Sarah Ann Masse: “As we turn our efforts and attention to the looming criminal trial in Los Angeles, I have a message for Harvey, for all abusers, rape myth perpetuators, victim blamers and those who have retaliated against us: This one’s for you. Your time is up. The time for survivors to rise up and thrive has come.”

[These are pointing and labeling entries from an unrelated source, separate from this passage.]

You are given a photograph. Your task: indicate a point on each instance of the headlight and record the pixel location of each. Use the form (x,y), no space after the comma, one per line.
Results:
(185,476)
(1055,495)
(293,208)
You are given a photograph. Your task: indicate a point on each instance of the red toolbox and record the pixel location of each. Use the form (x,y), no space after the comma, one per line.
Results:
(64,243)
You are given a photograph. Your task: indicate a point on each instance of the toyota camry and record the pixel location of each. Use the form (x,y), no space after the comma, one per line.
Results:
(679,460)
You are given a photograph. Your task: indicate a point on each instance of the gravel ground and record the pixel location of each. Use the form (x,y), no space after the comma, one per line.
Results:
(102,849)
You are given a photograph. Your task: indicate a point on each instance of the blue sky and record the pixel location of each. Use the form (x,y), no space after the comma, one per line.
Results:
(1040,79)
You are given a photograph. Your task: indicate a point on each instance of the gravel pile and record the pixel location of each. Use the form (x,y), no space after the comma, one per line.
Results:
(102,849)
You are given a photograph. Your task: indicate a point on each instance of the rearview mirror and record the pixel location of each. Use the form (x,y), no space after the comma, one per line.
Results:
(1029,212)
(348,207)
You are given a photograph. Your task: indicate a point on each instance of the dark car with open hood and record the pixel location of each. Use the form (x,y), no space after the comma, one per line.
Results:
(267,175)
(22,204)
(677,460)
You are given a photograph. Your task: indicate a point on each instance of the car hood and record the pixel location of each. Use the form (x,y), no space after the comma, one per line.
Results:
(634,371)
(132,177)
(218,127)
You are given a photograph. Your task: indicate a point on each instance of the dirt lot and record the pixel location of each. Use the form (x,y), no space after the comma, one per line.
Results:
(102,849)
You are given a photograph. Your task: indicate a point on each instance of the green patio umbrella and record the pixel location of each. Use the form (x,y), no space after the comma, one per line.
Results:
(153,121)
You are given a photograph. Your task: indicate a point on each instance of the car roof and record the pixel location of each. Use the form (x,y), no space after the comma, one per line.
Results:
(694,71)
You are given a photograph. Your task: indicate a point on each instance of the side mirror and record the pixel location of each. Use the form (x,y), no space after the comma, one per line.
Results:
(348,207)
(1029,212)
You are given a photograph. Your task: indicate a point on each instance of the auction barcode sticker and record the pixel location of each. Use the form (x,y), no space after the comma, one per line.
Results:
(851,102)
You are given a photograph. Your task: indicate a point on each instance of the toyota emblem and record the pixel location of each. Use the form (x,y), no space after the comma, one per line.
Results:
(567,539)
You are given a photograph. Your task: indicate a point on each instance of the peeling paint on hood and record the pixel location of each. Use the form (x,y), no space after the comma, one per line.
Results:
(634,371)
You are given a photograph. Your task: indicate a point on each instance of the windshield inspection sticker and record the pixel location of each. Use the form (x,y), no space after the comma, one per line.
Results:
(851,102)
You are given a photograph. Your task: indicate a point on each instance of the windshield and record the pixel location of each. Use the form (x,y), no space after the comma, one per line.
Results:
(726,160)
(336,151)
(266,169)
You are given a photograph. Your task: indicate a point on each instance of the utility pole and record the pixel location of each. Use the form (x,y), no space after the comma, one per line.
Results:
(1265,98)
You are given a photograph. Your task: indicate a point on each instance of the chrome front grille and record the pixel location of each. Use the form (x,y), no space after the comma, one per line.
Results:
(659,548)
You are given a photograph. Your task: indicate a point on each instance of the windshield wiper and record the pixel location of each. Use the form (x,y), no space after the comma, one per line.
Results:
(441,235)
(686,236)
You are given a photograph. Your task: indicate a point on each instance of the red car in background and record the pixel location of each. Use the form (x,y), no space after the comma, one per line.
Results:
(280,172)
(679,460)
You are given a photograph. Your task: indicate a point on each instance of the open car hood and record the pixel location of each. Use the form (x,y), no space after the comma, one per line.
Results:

Opera superstar Plácido Domingo has apologized to more than two dozen women who have accused him of sexual misconduct in the workplace spanning decades, writing, “I respect that these women finally felt comfortable enough to speak out, and I want them to know that I am truly sorry for the hurt that I caused them.” On Tuesday, soprano singer Luz del Alba Rubio stepped forward with her own story of abuse, saying Domingo had her blackballed from working at the Washington National Opera and from other roles after she refused his repeated and unwelcome sexual advances. Rubio told reporters, “Before, he was a denier. Then, he was a victim. Now, he is looking for redemption. If he means it, if he is really sorry, I would ask him to apologize to us, face to face. There have been women suffering for 20 years. He should ask for our forgiveness.”
Police in Orlando, Florida, have released video of an officer handcuffing and arresting a 6-year-old African-American girl as she cries and begs to be let go. After the incident in September 2019 drew national outrage, one of the arresting officers, Dennis Turner, was fired. The newly released video shows a second officer, who has not been identified, but whose last name appears as “Ramos” in the bodycam video, binding the hands of 6-year-old Kaia Rolle in plastic restraints before leading her out of her elementary school and placing her in a squad car.
Kaia Rolle: “I don’t want to go in the police car.”
Ramos: “You don’t want to?”
Kaia Rolle: “No, please!”
Ramos: “You have to.”
Kaia Rolle: “No! Please, give me a second chance!”
Kaia was then fingerprinted, photographed for a mug shot and sent to a juvenile detention center. Criminal charges against the 6-year-old girl were dropped the next day. School officials called police after she had a temper tantrum. Kaia’s grandmother is pushing for a Florida bill that would prohibit police from arresting anyone under age 12 except in extreme circumstances.